MEND, like Boko Haram, is not a homogeneous entity. It is an umbrella organisation for several disparate groups.

There is no uniformity in attack strategy, no common real idealistic guiding principle, no singularly identifiable leader. Its splinter cells launch impromptu haphazard attacks on foreign petroleum operations only within Nigeria, theft, property destruction, guerilla warfare, and kidnapping of both nationals and foreigners.

Like Boko Haram, MEND indiscriminately targets its own country and its own government for ransom money, not idealism. The government, lacks adequate intelligence forces and infrastructure and resorts to paying the terrorist groups in a bid to to prevent future attacks.The problem with these government pay-offs is that they are used to procure further weapons which contribute to larger acts of terrorism, and in turn larger pay-offs, and larger weapons.

The new African face of terrorism is essentially an anonymous loot, a get rich quick without working scheme.

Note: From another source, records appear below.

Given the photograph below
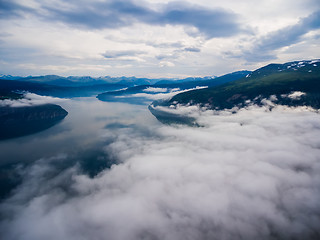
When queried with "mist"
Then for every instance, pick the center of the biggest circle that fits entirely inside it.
(253, 174)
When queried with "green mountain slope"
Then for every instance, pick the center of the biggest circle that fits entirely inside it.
(279, 80)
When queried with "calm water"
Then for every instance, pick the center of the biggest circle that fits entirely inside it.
(81, 138)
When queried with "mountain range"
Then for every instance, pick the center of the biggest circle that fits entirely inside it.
(292, 84)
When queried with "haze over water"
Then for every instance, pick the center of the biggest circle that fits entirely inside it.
(111, 170)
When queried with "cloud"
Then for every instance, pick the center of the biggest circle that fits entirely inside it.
(9, 8)
(30, 99)
(249, 175)
(265, 46)
(117, 54)
(192, 49)
(116, 14)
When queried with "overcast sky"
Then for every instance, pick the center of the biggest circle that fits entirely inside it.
(154, 38)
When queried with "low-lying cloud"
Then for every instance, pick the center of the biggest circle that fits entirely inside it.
(30, 99)
(249, 175)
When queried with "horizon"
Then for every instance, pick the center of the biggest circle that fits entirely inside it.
(154, 39)
(159, 78)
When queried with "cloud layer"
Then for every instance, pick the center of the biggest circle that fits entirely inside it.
(249, 175)
(154, 38)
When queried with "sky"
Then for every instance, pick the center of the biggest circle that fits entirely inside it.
(253, 174)
(153, 38)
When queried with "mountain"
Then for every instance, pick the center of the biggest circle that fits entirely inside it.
(9, 86)
(168, 86)
(21, 121)
(293, 84)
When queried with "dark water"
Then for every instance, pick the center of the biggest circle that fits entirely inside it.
(80, 139)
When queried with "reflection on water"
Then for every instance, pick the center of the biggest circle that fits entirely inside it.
(81, 138)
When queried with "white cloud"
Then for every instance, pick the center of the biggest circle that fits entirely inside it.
(34, 39)
(249, 175)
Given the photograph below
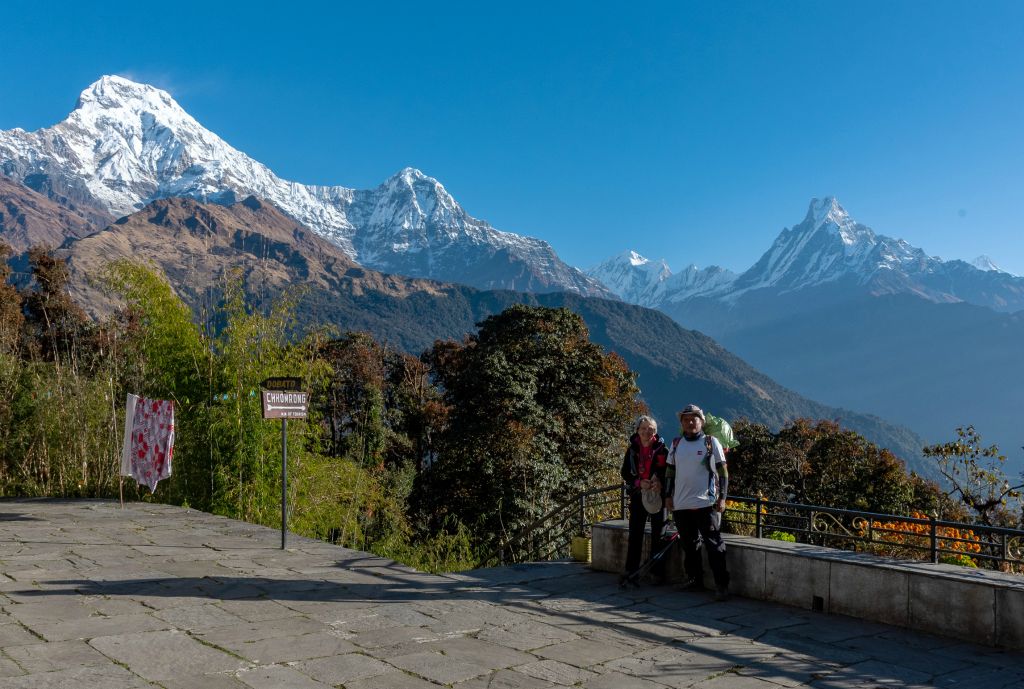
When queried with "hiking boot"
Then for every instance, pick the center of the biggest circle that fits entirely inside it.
(691, 584)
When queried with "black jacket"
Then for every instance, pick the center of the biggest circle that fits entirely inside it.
(631, 463)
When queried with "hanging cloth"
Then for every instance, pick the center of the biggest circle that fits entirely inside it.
(148, 442)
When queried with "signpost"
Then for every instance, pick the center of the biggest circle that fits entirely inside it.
(283, 399)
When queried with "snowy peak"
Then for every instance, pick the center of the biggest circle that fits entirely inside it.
(983, 262)
(113, 93)
(641, 281)
(127, 144)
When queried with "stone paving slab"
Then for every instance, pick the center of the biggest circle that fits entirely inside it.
(93, 595)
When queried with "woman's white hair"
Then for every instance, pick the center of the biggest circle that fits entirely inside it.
(649, 420)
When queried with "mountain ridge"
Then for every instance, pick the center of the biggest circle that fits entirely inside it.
(126, 144)
(195, 244)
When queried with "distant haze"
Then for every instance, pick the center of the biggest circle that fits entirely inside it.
(688, 131)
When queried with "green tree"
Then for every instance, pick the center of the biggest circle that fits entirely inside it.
(976, 478)
(537, 412)
(820, 463)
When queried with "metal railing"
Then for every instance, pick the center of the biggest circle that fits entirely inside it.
(924, 537)
(549, 536)
(909, 537)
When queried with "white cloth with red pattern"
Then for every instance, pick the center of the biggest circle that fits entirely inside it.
(148, 443)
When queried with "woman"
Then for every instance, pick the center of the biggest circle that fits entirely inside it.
(643, 469)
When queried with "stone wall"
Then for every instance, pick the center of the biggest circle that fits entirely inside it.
(980, 606)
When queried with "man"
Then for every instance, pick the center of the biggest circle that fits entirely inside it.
(698, 481)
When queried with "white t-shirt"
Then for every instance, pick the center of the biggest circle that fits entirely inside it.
(695, 486)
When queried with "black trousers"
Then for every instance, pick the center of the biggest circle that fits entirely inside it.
(638, 520)
(694, 526)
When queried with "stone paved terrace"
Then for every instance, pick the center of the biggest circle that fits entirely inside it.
(96, 597)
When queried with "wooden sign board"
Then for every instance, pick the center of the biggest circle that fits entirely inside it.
(279, 404)
(288, 384)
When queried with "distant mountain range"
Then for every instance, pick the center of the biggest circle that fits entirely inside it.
(196, 245)
(811, 311)
(126, 144)
(862, 320)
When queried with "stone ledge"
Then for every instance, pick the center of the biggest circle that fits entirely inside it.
(976, 605)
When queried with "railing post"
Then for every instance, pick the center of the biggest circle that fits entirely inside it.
(757, 515)
(933, 532)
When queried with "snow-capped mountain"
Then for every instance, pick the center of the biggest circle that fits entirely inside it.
(640, 281)
(828, 249)
(126, 144)
(983, 262)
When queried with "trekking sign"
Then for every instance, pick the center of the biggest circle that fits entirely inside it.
(283, 399)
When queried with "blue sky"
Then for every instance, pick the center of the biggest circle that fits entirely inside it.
(692, 131)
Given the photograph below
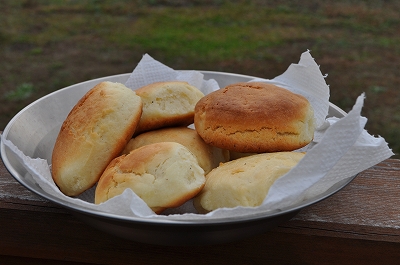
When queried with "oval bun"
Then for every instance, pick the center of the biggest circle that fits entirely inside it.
(164, 175)
(244, 181)
(255, 117)
(94, 132)
(208, 156)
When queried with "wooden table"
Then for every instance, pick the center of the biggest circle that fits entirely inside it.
(358, 225)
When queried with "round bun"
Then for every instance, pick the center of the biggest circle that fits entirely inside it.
(164, 175)
(207, 156)
(244, 181)
(167, 104)
(255, 117)
(94, 132)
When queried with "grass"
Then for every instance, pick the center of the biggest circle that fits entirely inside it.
(47, 45)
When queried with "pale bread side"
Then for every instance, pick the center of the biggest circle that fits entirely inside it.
(95, 132)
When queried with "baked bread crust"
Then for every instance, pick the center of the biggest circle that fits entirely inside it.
(244, 181)
(207, 156)
(164, 175)
(94, 132)
(255, 117)
(167, 104)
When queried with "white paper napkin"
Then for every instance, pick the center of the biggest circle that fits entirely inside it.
(341, 148)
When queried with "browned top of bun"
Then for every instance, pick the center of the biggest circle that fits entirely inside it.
(255, 117)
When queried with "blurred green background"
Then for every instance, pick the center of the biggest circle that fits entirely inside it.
(48, 45)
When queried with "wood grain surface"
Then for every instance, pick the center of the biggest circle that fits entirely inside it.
(358, 225)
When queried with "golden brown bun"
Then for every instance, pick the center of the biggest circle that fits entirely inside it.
(163, 174)
(167, 104)
(244, 181)
(255, 118)
(94, 132)
(208, 156)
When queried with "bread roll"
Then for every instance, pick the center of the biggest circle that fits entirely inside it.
(167, 104)
(163, 174)
(94, 132)
(207, 156)
(244, 181)
(255, 117)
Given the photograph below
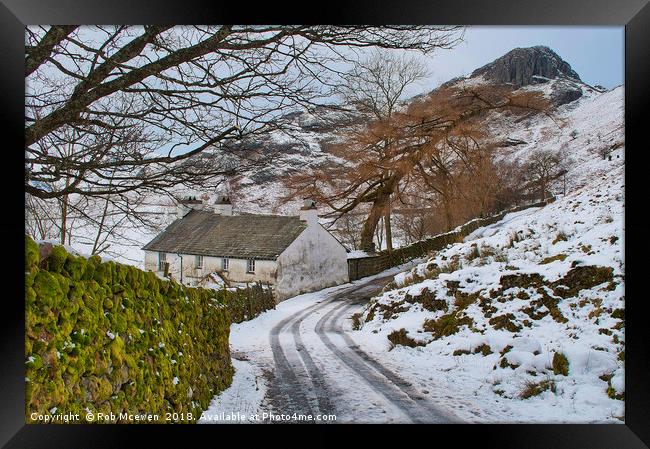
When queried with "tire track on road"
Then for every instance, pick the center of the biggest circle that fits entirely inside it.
(377, 382)
(407, 387)
(293, 391)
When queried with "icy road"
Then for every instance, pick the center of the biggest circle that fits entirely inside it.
(301, 360)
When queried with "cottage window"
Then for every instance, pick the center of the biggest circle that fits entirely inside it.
(162, 258)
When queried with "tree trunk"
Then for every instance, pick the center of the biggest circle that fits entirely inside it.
(370, 225)
(64, 218)
(389, 231)
(448, 216)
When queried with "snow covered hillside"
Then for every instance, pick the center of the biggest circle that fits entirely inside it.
(526, 316)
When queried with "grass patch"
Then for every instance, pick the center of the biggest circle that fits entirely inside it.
(446, 325)
(356, 321)
(483, 349)
(560, 237)
(504, 322)
(532, 389)
(400, 337)
(557, 257)
(560, 364)
(461, 352)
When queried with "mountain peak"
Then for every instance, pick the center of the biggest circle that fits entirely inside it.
(524, 66)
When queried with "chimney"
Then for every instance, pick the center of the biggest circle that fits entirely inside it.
(187, 204)
(308, 211)
(223, 206)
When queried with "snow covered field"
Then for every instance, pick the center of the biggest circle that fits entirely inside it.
(484, 319)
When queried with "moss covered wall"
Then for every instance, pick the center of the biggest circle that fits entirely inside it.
(108, 338)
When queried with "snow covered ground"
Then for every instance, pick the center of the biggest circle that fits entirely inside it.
(526, 316)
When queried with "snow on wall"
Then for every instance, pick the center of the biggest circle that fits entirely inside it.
(315, 260)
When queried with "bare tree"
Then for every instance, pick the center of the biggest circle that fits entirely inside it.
(372, 173)
(376, 86)
(543, 168)
(158, 106)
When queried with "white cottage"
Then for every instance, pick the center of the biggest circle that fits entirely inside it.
(294, 254)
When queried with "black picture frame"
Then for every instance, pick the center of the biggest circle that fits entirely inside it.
(633, 14)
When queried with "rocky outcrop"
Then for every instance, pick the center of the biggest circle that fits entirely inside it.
(524, 66)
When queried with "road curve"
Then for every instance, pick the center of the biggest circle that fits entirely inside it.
(301, 385)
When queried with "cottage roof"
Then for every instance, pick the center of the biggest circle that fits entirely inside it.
(240, 236)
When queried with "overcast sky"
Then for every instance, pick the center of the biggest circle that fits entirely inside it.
(596, 53)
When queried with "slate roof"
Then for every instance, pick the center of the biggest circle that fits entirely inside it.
(237, 236)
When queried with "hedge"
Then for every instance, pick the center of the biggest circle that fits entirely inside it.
(106, 337)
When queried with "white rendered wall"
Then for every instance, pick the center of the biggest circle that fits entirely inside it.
(265, 270)
(315, 260)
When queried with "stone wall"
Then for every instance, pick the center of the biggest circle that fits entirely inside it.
(368, 266)
(110, 338)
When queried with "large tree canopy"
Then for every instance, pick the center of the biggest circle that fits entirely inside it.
(112, 109)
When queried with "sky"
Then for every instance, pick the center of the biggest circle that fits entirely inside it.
(596, 53)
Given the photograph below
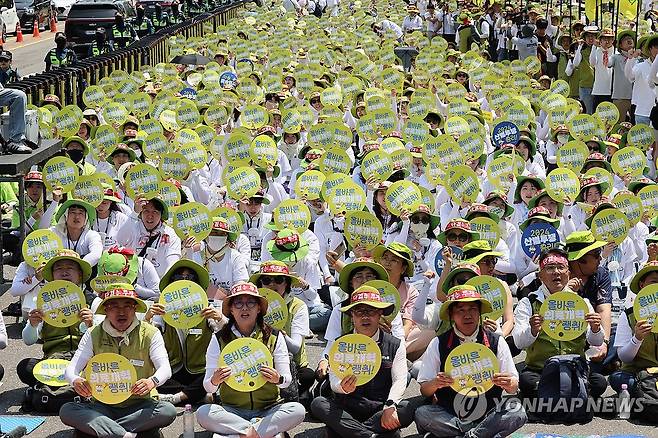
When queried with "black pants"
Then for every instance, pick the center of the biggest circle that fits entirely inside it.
(357, 424)
(529, 381)
(189, 384)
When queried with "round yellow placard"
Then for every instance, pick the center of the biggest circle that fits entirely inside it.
(40, 246)
(51, 372)
(89, 188)
(192, 219)
(389, 293)
(60, 172)
(564, 316)
(277, 310)
(610, 225)
(363, 228)
(183, 301)
(645, 306)
(111, 377)
(562, 184)
(493, 290)
(292, 213)
(472, 366)
(245, 357)
(355, 355)
(61, 301)
(242, 183)
(142, 179)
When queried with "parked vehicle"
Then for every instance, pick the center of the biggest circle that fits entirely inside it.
(86, 16)
(30, 10)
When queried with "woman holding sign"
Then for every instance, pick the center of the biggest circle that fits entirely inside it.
(276, 276)
(239, 404)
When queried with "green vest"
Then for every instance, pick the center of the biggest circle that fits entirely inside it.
(294, 306)
(137, 351)
(259, 399)
(585, 71)
(193, 356)
(465, 38)
(545, 347)
(58, 339)
(647, 355)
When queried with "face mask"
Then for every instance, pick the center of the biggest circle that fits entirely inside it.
(215, 243)
(75, 155)
(419, 229)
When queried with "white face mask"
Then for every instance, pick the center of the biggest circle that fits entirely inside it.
(419, 229)
(215, 243)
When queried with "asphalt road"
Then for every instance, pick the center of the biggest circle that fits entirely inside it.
(28, 56)
(11, 392)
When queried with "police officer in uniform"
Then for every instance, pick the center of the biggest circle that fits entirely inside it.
(60, 56)
(7, 73)
(122, 33)
(99, 46)
(142, 24)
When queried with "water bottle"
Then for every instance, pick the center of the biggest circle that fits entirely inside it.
(624, 407)
(188, 422)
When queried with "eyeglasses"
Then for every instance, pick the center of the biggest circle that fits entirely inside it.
(267, 280)
(462, 237)
(366, 311)
(419, 219)
(241, 304)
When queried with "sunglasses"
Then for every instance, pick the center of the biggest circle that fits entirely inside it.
(265, 281)
(420, 219)
(462, 237)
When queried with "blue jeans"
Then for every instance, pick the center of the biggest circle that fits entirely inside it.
(318, 317)
(497, 423)
(585, 95)
(16, 100)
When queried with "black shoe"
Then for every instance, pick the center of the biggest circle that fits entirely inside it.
(17, 148)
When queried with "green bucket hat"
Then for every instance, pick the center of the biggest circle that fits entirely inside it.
(67, 254)
(359, 263)
(288, 246)
(463, 294)
(368, 296)
(399, 249)
(523, 178)
(91, 211)
(643, 272)
(119, 261)
(75, 138)
(475, 251)
(121, 291)
(580, 243)
(458, 269)
(201, 273)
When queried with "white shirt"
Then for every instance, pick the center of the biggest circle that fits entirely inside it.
(85, 351)
(398, 373)
(280, 355)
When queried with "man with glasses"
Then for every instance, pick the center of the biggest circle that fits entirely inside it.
(139, 342)
(186, 348)
(528, 333)
(591, 281)
(373, 409)
(7, 73)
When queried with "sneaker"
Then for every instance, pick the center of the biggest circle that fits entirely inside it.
(17, 148)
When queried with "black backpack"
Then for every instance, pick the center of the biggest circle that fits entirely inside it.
(646, 394)
(565, 378)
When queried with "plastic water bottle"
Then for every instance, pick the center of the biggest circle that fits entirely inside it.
(624, 407)
(188, 422)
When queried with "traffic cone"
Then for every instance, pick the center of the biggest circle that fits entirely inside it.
(19, 33)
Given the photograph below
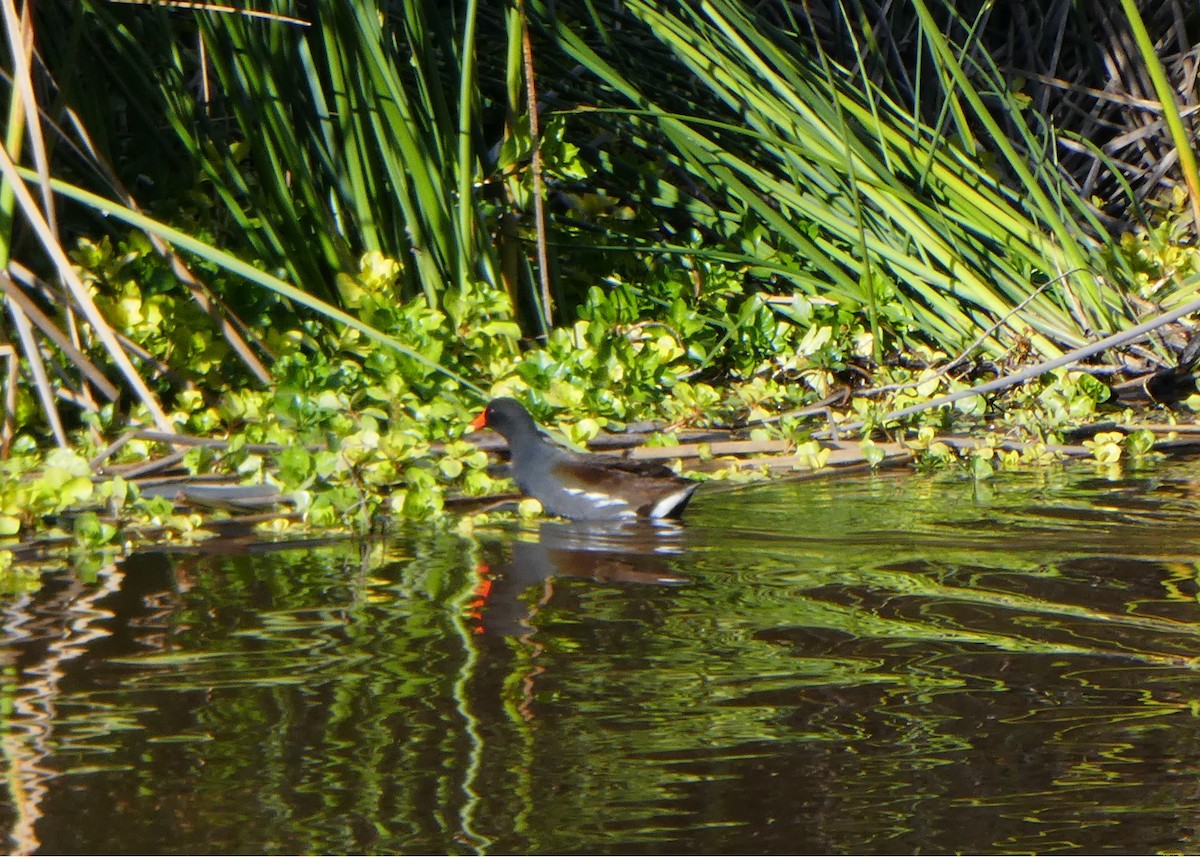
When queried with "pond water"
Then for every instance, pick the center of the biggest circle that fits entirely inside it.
(880, 665)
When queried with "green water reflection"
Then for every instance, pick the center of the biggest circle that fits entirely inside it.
(885, 665)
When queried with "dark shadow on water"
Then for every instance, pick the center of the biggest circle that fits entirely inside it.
(629, 553)
(886, 665)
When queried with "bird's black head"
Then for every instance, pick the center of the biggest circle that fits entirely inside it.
(507, 418)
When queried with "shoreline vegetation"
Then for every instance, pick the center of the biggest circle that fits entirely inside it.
(262, 268)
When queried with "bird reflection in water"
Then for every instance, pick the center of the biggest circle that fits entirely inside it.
(610, 552)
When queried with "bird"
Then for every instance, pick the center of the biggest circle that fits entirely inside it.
(582, 486)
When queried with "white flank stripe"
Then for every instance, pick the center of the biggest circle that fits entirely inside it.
(601, 499)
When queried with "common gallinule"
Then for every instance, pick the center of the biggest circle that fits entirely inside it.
(582, 486)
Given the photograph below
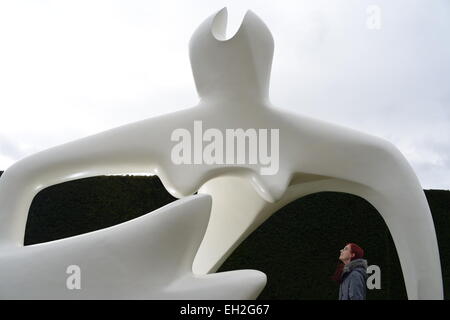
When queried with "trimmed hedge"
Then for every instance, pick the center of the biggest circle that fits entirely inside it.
(297, 247)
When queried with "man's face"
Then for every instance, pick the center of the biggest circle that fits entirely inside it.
(346, 254)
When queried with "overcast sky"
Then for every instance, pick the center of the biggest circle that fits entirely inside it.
(69, 69)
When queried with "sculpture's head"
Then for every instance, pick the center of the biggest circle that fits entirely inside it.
(238, 67)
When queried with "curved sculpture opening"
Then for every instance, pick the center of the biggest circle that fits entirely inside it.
(298, 247)
(85, 205)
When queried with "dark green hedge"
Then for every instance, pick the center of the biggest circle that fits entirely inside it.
(297, 247)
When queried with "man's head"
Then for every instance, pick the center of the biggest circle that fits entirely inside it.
(350, 252)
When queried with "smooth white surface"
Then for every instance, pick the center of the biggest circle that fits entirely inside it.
(232, 78)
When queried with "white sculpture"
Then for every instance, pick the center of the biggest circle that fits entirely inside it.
(151, 256)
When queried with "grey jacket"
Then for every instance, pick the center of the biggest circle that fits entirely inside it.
(354, 277)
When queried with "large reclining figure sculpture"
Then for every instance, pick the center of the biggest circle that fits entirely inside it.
(153, 256)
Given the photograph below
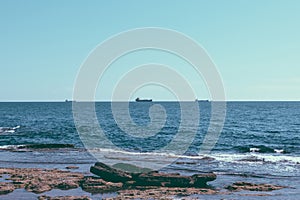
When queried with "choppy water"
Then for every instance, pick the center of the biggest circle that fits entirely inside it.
(260, 141)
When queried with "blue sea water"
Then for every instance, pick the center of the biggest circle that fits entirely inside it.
(260, 141)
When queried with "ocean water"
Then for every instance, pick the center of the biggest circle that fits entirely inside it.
(260, 141)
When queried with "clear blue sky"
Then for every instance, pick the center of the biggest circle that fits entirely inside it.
(255, 44)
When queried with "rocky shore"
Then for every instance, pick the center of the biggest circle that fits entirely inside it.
(143, 184)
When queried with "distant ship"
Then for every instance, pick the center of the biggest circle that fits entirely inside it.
(202, 100)
(69, 101)
(142, 100)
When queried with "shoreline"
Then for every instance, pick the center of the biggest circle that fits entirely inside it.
(66, 184)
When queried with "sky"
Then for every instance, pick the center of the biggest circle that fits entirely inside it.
(255, 45)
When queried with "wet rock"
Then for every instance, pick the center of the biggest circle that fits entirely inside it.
(162, 193)
(6, 188)
(72, 167)
(153, 178)
(253, 187)
(44, 197)
(110, 174)
(98, 185)
(41, 180)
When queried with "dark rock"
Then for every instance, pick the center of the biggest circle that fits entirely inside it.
(253, 187)
(98, 185)
(153, 178)
(44, 197)
(72, 167)
(131, 168)
(110, 174)
(46, 146)
(6, 188)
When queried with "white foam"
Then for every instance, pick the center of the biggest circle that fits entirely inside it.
(254, 149)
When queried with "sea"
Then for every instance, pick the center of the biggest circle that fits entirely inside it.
(259, 142)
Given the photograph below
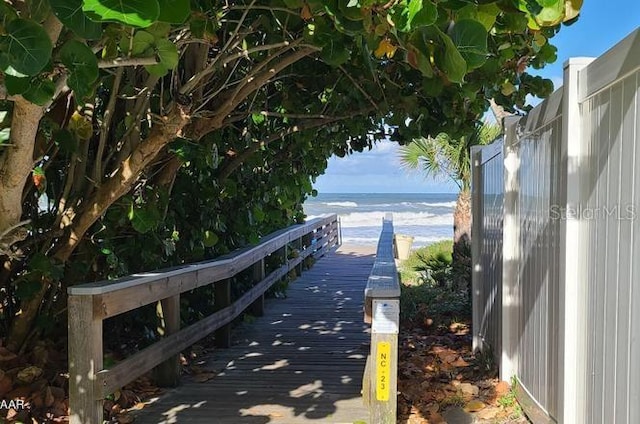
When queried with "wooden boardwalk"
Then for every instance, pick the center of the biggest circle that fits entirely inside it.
(302, 362)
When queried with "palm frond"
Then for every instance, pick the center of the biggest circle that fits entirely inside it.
(444, 157)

The terrorists are disparate groups of unemployed and unsatisfied young men loosely bound not by idealism, but by the desire to destroy and extort money from their communities and their government , and a non-nonchalant attitude towards destroying the nerve centres of their own communities.

In this sense the New African Terrorism is driven by the exactly same mentality that fuelled the looters in the recent London riots. Perhaps this New African terrorism is really the same global syndrome of greed, a disregard for authority and the rule of law that pervades the self-styled disenfranchised in the modern era.